We’ve been looking forward to The Witch for more than a year, and the dark Puritan horror film has finally been released and it’s definitely worth your time.
Filmed for about $3.5 million, The Witch has made almost $24 million in the five weeks it’s been in theaters.
The debut film of writer-director Robert Eggers, the story focuses on a Puritan family that’s banished from their community, thanks to the father’s stubborn refusal to obey the will of the plantation elders. Uprooted, the parents and their five children try to make a fresh start on an isolated farm near a dark, foreboding forest. Things go wrong very quickly. When their infant son vanishes under the care of eldest daughter Thomasin (Anya-Taylor Joy), the family caves in upon itself. Religion and fear haunt their every move, and despite her proclamations of innocence, Thomasin becomes the crucible of blame, especially from her bereft mother. Consumed with grief, the mother is played by the excellent Kate Dickie (Lysa Arryn on Game of Thrones), and when prayer fails to bring either restoration or comfort, she quickly looks to more immediate sources of accountability.
The Witch explores the thorny terrain between faith and fact, between delusion and spirituality.
Then there's Black Phillip.
I would have liked The Witch even more if it kept the question of the actual vs. the imagined a bit more in the unanswered shadows of the audience's imagination, and spent more time in psychologically murky middle ground. As it is, the film makes it pretty clear what's tangibly occurred.

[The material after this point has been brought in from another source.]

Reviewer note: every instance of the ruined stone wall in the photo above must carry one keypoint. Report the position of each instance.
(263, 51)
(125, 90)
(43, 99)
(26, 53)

But I loved The Witch, and it's a beautifully shot, almost Bergmanesque horror film of incredibly convincing and severe Puritan mood. As Thomasin, Joy carries the film on her narrow shoulders with tremendous skill as a young girl poised between the innocence of childhood and the pull of genuine darkness. If you like atmospheric horror that truly unnerves, Black Phillip cordially invites you to take a stroll in the woods.